リソースの複数のコードを無視するには、各コードをカンマで区切ります。

$ kubectl annotate deployment my-deployment galley.istio.io/analyze-suppress=IST0107,IST0002

このツールの改善にご協力ください

分析機能は引き続き追加しており、より多くのユースケースを特定する上でご協力をお願いします。Istio構成の「落とし穴」、つまり問題を引き起こした難しい状況を発見した場合は、問題をオープンしてお知らせください。他の人が最初に問題を検出して回避できるように、この問題を自動的にフラグ付けできる可能性があります。

これを行うには、問題をオープンして、シナリオを説明してください。例:

  • すべての仮想サービスを確認します。
  • それぞれについて、ゲートウェイのリストを確認します。
  • 一部のゲートウェイが存在しない場合は、エラーを生成します。

この特定のシナリオについてはすでにアナライザーがあるため、これは提供する必要がある情報の種類を示すための例にすぎません。

Q&A

  • このツールはどのIstioリリースをターゲットにしていますか?

    他のistioctlツールと同様に、一般的に、クラスタにデプロイされたバージョンと一致するダウンロードバージョンを使用することをお勧めします。

    当面の間、分析は一般的に下位互換性があるため、たとえば、古いIstio 1.xバージョンを実行しているクラスタに対してistioctl analyzeの1.24バージョンを実行して、有益なフィードバックを得ることができます。古いIstioリリースでは意味のない分析ルールはスキップされます。

    古いIstioバージョンを実行しているクラスタで分析目的で最新のistioctlを使用する場合は、デプロイされたIstioリリースを管理するために使用するバイナリのバージョンとは別のフォルダに保管することをお勧めします。

  • 現在、どのようなアナライザーがサポートされていますか?

    アナライザーのドキュメント化はまだ進行中です。それまでの間、Istioソースですべてのアナライザーを確認できます。

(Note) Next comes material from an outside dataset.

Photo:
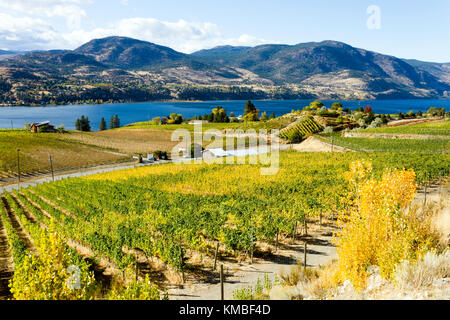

    構成分析メッセージで、現在カバーされている内容を確認することもできます。

  • 分析によってクラスタに有害な影響を与える可能性はありますか?

    分析によって構成状態が変更されることはありません。これは完全に読み取り専用の操作であり、クラスタの状態を改変することはありません。

  • 構成を超える分析はどうですか?

    現在、分析は完全にKubernetes構成に基づいています。しかし、将来的にはそれを超えて拡張したいと考えています。たとえば、アナライザーがログも調べて推奨事項を生成できるようにする可能性があります。

  • 取得しているエラーを修正する方法はどこで確認できますか?

    構成分析メッセージのセットには、各メッセージの説明と推奨される修正方法が含まれています。